What is “Scannable Text?”
This is why “scannable text” has become one of the latest buzzwords surrounding search engine optimization and rules about the best way to write compelling, readable copy. This type of text is basically comprised of highlighted keywords, attention-grabbing headlines, sub-headlines which are rich in meaning, bulleted or numbered lists, one idea per paragraph, and at least half the word count of conventional writing.
How Much Do Readers Read?
The average web page reader reads a maximum of 28% of the actual words on your page, probably even less. The possible flaw in this equation comes from the fact that in order to come up with this particular statistic, the users in the studies tended to all possess above-average intelligence, and some might say that the typical reader of above-average intelligence might tend to scan most of what they read, whether it’s online or a book in their hands. Interestingly, the studies which found how much people scan on the web also determined that the “back” button is the third most-used feature on the web, and that most users consider it a lifeline which rescues them from content that turns out to be neither helpful nor interesting to them.
Nearly 20% of all page views last less than 4 seconds, meaning the user bounced out almost immediately after a quick scan of the page. Users tended to spend more time on pages with more information, meaning the website owner must not only grab the reader’s attention almost immediately, but must also provide the highest quality, most interesting information around in order to hold the reader’s attention.
Keep Your Intro Short and Sweet
Because much of the introductory text on web pages tends to be extremely long, users simply skip it. If you want your readers to actually read your intro, keep it short, informative, and make sure it increases the overall usability of your site by telling your reader about the purpose of the rest of your content. Many users will simply skip the introductory paragraph, jumping immediately to any actionable content on the page. This type of content could consist of the specific features of your products, bulleted lists, a short explanation of your business services, or hypertext links. Forget rolling out the welcome mat, and simply get to the heart of the matter, and you will stand a better chance of hanging on to your reader.

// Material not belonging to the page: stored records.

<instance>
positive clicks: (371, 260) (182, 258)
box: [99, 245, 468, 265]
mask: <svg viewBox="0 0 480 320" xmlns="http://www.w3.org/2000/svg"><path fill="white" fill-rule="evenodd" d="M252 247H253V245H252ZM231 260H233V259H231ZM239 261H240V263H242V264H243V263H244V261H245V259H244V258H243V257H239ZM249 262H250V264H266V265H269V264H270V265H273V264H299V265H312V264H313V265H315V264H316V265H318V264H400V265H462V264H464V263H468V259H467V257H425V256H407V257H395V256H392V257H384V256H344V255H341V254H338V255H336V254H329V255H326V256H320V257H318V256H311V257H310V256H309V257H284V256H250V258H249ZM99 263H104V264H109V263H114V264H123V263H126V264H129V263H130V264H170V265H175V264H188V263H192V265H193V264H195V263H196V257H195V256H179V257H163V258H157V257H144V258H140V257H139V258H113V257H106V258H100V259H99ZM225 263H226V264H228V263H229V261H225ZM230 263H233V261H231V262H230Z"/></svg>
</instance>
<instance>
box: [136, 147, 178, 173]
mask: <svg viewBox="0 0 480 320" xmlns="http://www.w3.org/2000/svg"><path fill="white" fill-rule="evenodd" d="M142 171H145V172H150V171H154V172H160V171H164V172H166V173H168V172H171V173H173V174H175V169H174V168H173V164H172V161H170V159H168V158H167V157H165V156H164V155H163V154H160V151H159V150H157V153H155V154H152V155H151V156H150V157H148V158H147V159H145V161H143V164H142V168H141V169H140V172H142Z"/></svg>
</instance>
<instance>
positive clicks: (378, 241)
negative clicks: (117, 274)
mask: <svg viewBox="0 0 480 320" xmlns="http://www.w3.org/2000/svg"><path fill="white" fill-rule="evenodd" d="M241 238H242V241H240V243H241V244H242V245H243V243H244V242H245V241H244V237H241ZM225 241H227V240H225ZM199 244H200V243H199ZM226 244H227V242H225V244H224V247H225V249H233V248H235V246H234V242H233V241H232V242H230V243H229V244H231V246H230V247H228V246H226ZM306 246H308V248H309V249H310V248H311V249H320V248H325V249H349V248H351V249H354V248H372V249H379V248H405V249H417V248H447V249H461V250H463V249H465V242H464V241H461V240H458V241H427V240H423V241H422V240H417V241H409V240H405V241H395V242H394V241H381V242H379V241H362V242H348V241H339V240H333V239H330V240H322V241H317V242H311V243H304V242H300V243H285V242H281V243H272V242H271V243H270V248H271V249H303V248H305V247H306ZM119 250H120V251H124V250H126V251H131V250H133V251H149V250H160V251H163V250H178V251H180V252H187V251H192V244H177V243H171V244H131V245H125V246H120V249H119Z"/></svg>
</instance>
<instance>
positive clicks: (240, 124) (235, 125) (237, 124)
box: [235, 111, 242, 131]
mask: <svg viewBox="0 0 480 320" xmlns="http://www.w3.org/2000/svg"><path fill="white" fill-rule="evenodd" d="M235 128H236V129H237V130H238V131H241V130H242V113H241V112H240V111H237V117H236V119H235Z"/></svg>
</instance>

Use the Same Technique with Your Content
Your content must take note of the same issues as your intro. Once you’ve written your content, go back and slash mercilessly, leaving only the very most pertinent, interesting, exciting information behind. As noted, web articles should be approximately half as long as a comparable hard copy if you want your readers to read to the end, so learn to edit. Pepper your article with lots of subheads, which break up blocks of copy and allow those who are scanning to get the idea simply by looking at the subheads. Bullets and numbered lists immediately draw your reader’s attention, especially those who like reading lists. Use your white space judiciously rather than trying to fill every single space on your page with text. White space gives the eyes a break, making the overall article much more scannable. Complex sentences are not web-friendly, neither are long paragraphs. Finally, if you want to make your most important words stand out, use different colored text, bold or italics–but use them judiciously. Use photographs to show your reader exactly what you are talking about, and make sure you use an easy-on-the-eyes font. It’s important to understand how your web readers operate in order to reach them and keep them reading.